5. Modularer Verbinder nach Anspruch 3 oder 4, worin das Verriegelungsmittel (A7;
A8; A10; B2; B4) wenigstens einen Verriegelungsvorsprung (A7; A8; A10), welcher
von einer Seitenoberfläche von einem (A) der Gehäuse (A; B; C) vorragt, welche im
wesentlichen übereinander angeordnet sind, und ein Verriegelungsloch (B5)
umfasst, welches in einem vorragenden Abschnitt (B2; B4) ausgebildet ist, welcher von
dem anderen Gehäuse (B) zu dem einen Gehäuse (A) vorragt.
6. Modularer Verbinder nach einem oder mehreren der vorhergehenden Ansprüche,
worin die Löseführungsoberfläche (A7c; A8c1; A11b) geneigt unter Abschneiden
einer Ecke des Verriegelungsvorsprungs (A7; A8; A10) ausgebildet ist.

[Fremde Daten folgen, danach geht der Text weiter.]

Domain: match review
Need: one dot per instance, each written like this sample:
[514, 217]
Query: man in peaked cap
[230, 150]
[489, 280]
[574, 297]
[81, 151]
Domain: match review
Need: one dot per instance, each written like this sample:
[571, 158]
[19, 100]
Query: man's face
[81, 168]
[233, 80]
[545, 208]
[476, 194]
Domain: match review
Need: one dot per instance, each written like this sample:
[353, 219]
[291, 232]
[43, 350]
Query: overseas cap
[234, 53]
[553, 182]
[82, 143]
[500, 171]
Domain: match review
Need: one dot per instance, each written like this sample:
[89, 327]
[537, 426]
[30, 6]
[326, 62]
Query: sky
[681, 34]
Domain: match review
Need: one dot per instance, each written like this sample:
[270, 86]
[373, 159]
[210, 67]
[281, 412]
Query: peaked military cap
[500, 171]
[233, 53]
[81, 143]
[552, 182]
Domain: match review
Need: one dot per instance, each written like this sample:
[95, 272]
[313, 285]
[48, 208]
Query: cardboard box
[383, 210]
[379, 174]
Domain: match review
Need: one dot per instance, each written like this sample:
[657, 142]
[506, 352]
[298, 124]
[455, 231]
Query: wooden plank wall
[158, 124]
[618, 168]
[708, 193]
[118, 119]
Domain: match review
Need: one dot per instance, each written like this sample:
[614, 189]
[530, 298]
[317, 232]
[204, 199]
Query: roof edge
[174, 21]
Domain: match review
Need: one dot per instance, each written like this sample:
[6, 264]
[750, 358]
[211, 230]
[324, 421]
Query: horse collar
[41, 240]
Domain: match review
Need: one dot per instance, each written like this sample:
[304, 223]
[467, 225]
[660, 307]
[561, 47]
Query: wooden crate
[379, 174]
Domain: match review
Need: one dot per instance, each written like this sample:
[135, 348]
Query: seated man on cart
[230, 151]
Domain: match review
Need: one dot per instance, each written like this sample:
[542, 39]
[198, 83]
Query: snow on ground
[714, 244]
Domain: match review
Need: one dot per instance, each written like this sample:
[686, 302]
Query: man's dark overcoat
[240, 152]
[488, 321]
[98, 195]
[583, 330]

7. Modularer Verbinder nach einem oder mehreren der vorhergehenden Ansprüche,
worin der Verriegelungsvorsprung (A10) mit einem Hakenabschnitt bzw. -bereich
(A11) versehen bzw. ausgebildet ist, worin die Löseführungsoberfläche (A11b)
vorzugsweise an dem Hakenabschnitt (A11) ausgebildet ist.